Monday, Jun. 13, 1994

Thalidomide's Return

By Christine Gorman

Bundled in a stark white hospital blanket, Rafael looks like any other month- old baby. But when his mother, Luciene das Dores, unwraps the snug cover, the sight is shocking: Rafael has no arms or legs. "I got very upset and started to cry when I first saw him," says Das Dores, 23, a part-time cleaning woman who lives in Belo Horizonte, Brazil. "When I saw him with only a head and a torso, I was devastated. I wanted to kill myself." She could not help feeling guilty: unaware that she might hurt her baby, she had taken the powerful sedative thalidomide during her pregnancy.

Her story is a flashback to an old nightmare. Yes, Das Dores took the same medication that made headlines 33 years ago when it produced 12,000 severely deformed children around the world. But while the word thalidomide became synonymous with tragedy and its use as a sleeping pill was banned, the drug did not disappear. In fact, it has made a quiet comeback. For all its dangers, thalidomide has benefits that have made it an increasingly valuable medicine when used carefully. Misuse, however, has caused a grim side effect: the reappearance of "thalidomide babies."

Trouble strikes when patients don't know about thalidomide's dark side -- and when those selling and dispensing the drug don't give adequate warning.
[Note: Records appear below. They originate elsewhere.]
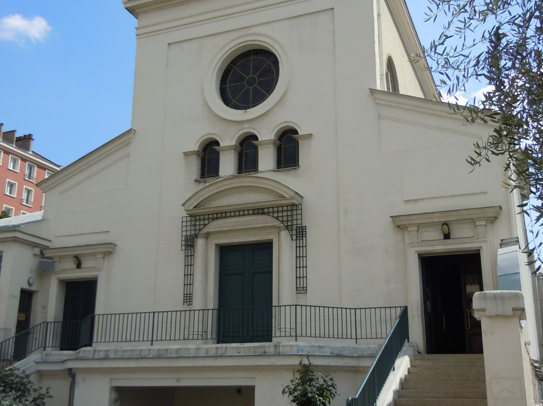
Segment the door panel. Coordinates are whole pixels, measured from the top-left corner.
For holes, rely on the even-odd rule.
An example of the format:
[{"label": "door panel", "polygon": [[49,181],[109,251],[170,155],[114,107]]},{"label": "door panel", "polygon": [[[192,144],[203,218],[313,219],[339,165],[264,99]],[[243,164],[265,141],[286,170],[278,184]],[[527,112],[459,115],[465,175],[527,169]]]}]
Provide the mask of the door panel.
[{"label": "door panel", "polygon": [[219,342],[272,341],[271,243],[220,248]]},{"label": "door panel", "polygon": [[15,341],[13,348],[13,359],[22,359],[27,356],[28,349],[28,332],[30,328],[32,313],[33,292],[21,289],[19,295],[19,308],[17,311],[15,327]]},{"label": "door panel", "polygon": [[471,306],[483,288],[479,255],[424,257],[421,262],[427,352],[482,352],[481,322]]},{"label": "door panel", "polygon": [[94,280],[66,283],[61,350],[77,350],[91,344],[97,282]]}]

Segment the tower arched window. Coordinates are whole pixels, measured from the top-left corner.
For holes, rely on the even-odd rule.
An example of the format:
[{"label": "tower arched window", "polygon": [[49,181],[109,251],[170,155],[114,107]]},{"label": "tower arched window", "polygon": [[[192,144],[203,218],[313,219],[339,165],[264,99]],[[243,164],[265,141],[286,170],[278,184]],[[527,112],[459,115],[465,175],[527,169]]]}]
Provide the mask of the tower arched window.
[{"label": "tower arched window", "polygon": [[241,150],[238,155],[238,173],[256,172],[258,169],[258,149],[255,141],[258,138],[254,134],[248,135],[241,140]]},{"label": "tower arched window", "polygon": [[202,149],[203,156],[200,167],[200,177],[214,177],[219,176],[219,151],[216,147],[220,144],[216,140],[210,141]]},{"label": "tower arched window", "polygon": [[387,90],[389,92],[400,93],[398,87],[398,77],[396,74],[396,67],[392,58],[387,58],[387,71],[385,72],[385,79],[387,81]]},{"label": "tower arched window", "polygon": [[293,168],[300,164],[298,142],[294,136],[298,132],[293,128],[283,131],[277,138],[277,168]]}]

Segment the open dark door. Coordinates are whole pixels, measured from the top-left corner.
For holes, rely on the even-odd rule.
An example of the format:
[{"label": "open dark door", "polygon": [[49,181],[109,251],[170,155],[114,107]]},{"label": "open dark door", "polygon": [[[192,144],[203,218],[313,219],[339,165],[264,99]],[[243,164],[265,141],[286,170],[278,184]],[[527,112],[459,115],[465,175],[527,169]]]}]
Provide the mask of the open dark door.
[{"label": "open dark door", "polygon": [[97,281],[67,282],[60,350],[77,350],[92,342]]},{"label": "open dark door", "polygon": [[480,255],[424,257],[421,265],[427,352],[482,353],[472,305],[483,290]]},{"label": "open dark door", "polygon": [[272,244],[220,247],[218,342],[272,341]]},{"label": "open dark door", "polygon": [[19,308],[17,311],[17,324],[15,326],[15,341],[13,347],[13,359],[22,359],[28,353],[28,329],[30,328],[30,315],[32,313],[33,293],[21,290],[19,295]]}]

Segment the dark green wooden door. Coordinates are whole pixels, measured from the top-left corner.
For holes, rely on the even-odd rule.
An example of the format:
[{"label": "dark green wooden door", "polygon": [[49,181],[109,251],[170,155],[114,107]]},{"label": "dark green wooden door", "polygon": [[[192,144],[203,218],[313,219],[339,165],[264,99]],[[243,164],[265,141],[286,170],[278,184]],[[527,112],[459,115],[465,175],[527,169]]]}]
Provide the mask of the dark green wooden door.
[{"label": "dark green wooden door", "polygon": [[96,280],[66,282],[61,350],[77,350],[92,343],[97,286]]},{"label": "dark green wooden door", "polygon": [[220,247],[218,342],[272,341],[272,247]]},{"label": "dark green wooden door", "polygon": [[14,359],[22,359],[27,356],[29,338],[28,329],[30,328],[33,294],[32,292],[28,290],[21,290],[19,309],[17,313],[17,325],[15,326],[16,335],[13,347]]}]

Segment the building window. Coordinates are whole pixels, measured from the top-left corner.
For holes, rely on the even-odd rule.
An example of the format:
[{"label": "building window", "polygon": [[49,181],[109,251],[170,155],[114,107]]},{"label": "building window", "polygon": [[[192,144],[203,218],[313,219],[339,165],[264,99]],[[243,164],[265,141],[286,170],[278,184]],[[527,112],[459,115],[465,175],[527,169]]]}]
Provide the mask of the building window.
[{"label": "building window", "polygon": [[396,67],[392,58],[389,56],[387,58],[387,71],[384,74],[385,80],[387,81],[387,90],[389,92],[399,93],[398,87],[398,77],[396,74]]},{"label": "building window", "polygon": [[241,140],[238,155],[238,173],[256,172],[258,169],[258,149],[255,141],[258,138],[254,134],[248,135]]},{"label": "building window", "polygon": [[25,186],[23,188],[23,198],[21,201],[25,206],[32,206],[34,199],[34,190]]},{"label": "building window", "polygon": [[205,144],[202,150],[204,156],[200,168],[200,177],[214,177],[219,176],[219,151],[215,149],[216,147],[219,147],[218,141],[212,141]]},{"label": "building window", "polygon": [[10,155],[9,166],[8,168],[16,172],[19,172],[19,165],[21,164],[21,159],[16,156]]},{"label": "building window", "polygon": [[15,197],[17,195],[17,183],[10,180],[7,180],[5,182],[5,194],[11,197]]},{"label": "building window", "polygon": [[36,166],[27,162],[27,170],[24,171],[24,179],[30,182],[36,181]]},{"label": "building window", "polygon": [[267,49],[250,49],[226,66],[220,78],[220,97],[231,109],[246,110],[269,97],[279,80],[279,60]]},{"label": "building window", "polygon": [[13,213],[14,212],[15,210],[13,207],[10,207],[9,206],[4,205],[4,207],[2,210],[2,218],[5,218],[6,217],[12,217]]},{"label": "building window", "polygon": [[279,136],[277,147],[277,168],[293,168],[300,164],[298,142],[294,136],[298,132],[293,128],[283,131]]}]

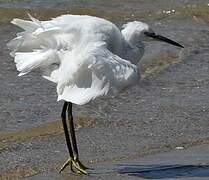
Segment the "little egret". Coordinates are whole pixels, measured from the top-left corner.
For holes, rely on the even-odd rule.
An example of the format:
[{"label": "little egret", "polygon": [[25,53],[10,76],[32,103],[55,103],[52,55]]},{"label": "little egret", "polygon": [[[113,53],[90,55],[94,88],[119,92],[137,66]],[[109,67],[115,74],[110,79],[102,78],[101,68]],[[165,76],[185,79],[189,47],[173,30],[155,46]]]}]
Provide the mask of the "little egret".
[{"label": "little egret", "polygon": [[61,118],[69,151],[60,171],[70,166],[73,172],[87,174],[79,160],[72,104],[83,105],[136,84],[143,41],[183,46],[139,21],[128,22],[120,31],[108,20],[87,15],[62,15],[49,21],[29,18],[11,21],[24,31],[7,44],[10,55],[19,76],[39,69],[44,78],[57,84],[58,101],[64,100]]}]

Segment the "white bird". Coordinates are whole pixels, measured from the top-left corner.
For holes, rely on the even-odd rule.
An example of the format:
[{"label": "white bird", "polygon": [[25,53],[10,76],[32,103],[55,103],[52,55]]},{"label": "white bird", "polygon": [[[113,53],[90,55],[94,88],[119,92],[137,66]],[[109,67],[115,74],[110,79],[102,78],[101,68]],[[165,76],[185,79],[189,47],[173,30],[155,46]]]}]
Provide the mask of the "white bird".
[{"label": "white bird", "polygon": [[[64,100],[62,122],[70,166],[86,174],[80,162],[72,116],[72,103],[83,105],[96,97],[117,93],[140,78],[137,63],[144,54],[143,41],[160,40],[182,45],[156,35],[145,23],[134,21],[122,30],[108,20],[87,15],[62,15],[49,21],[13,19],[24,31],[8,43],[19,76],[41,70],[57,84],[58,101]],[[67,126],[68,115],[70,136]]]}]

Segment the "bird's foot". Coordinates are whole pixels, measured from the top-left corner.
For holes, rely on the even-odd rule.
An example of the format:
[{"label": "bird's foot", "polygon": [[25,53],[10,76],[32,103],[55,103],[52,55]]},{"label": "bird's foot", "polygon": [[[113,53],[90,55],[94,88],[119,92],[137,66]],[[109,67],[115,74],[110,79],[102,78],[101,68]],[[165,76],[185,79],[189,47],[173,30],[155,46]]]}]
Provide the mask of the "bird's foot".
[{"label": "bird's foot", "polygon": [[67,167],[70,166],[70,169],[72,172],[77,174],[88,174],[86,172],[86,169],[88,169],[86,166],[84,166],[79,159],[71,159],[69,158],[60,169],[60,173]]}]

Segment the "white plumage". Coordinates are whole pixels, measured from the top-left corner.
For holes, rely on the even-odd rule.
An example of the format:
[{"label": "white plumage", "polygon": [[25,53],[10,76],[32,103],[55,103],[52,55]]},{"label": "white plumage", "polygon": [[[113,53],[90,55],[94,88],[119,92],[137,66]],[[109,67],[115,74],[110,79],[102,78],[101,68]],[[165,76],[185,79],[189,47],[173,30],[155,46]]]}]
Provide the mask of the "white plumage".
[{"label": "white plumage", "polygon": [[24,29],[8,43],[19,76],[39,68],[57,84],[58,100],[85,104],[118,92],[139,80],[136,64],[144,53],[145,23],[113,23],[85,15],[62,15],[50,21],[13,19]]},{"label": "white plumage", "polygon": [[70,166],[75,173],[88,174],[79,160],[72,103],[86,104],[136,84],[142,41],[157,39],[183,46],[138,21],[120,31],[113,23],[92,16],[63,15],[50,21],[29,17],[31,21],[12,21],[24,31],[8,43],[11,56],[19,76],[40,69],[44,78],[57,84],[58,100],[65,101],[61,119],[69,152],[60,172]]}]

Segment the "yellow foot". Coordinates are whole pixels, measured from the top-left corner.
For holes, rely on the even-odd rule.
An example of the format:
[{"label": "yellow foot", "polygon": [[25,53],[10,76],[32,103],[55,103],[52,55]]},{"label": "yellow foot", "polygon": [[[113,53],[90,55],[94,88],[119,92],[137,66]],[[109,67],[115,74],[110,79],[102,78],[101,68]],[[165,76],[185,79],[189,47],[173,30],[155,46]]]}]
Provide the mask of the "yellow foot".
[{"label": "yellow foot", "polygon": [[69,158],[64,165],[62,166],[62,168],[60,169],[60,173],[67,167],[70,166],[70,169],[72,172],[74,173],[78,173],[78,174],[88,174],[86,172],[86,169],[88,169],[86,166],[84,166],[79,159],[71,159]]}]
Although the U.S. has strict rules governing thalidomide's use, controls are much laxer in some other parts of the world. The consequences are now apparent in Brazil, which has at least 46 new instances of birth defects caused by thalidomide. If there are cases in other countries, they haven't received the same publicity, but given the increasing use of the drug, health officials fear that the problem will be widespread.

A few years after the initial thalidomide disaster, researchers discovered that the drug has an almost miraculous ability to treat complications of leprosy. Then they learned they could use it against some of the potentially fatal side effects of bone-marrow surgery. The past year has brought reports that the drug may help fight tuberculosis, a common cause of blindness called macular degeneration and even AIDS.

Brazil is one of the largest producers of thalidomide because it is home to perhaps 300,000 people who suffer from leprosy. About 30,000 of them take the drug to soothe the excruciating pain and eradicate the lesions that occur in severe cases of the infection. The only alternative treatment, corticosteroids, does not work as quickly or as completely. "The pain was so great that I couldn't walk," says Irani, 24, a former patient at the Santa Isabel leper colony. "I almost died. Thalidomide was my salvation."

Irani was lucky to have doctors who cared enough to take precautions. They administered the drug only after putting her in a hospital, where they could make sure she did not become pregnant. But some doctors give out prescriptions without telling patients of the danger, much less keeping them under observation. In other cases, the patients, who are often poor and barely literate, ignore or misunderstand what they are being told.

Greed also comes into play. Although only two companies are authorized to produce the drug in Brazil, several underground laboratories reportedly sell it to people without a prescription. Health authorities shut down one illicit operation last year, after a TV-news crew showed how easy it was to buy the pills.

The resurgence of birth defects is especially painful for members of Brazil's first thalidomide generation, born around 1960. They believe the government has not done enough to warn women and have started their own education campaign. "People still believe this kind of thing is God's punishment or even a side effect of leprosy," says Rosangela Nascimento, head of the Thalidomide Victims Association.

In the meantime, U.S. scientists are trying to find out more about how thalidomide works. They have learned that the drug, besides having sedative effects, blocks two important processes in the body. The first involves the production of a substance called tumor necrosis factor, or TNF, which fights both malignant cells and infections. But if too much TNF is produced, as apparently happens in leprosy, AIDS and tuberculosis, the body makes itself sicker. The second process stymied by thalidomide is the creation of new blood vessels, which is crucial to the development of arms and legs in the fetus. The eventual goal of researchers is to alter thalidomide somehow so that it continues to inhibit TNF without harming nascent arteries and veins.

Such efforts will be of little comfort to the families of children like Rafael. Until thalidomide is made safe, governments will have no choice but to regulate the drug tightly and publicize its perils.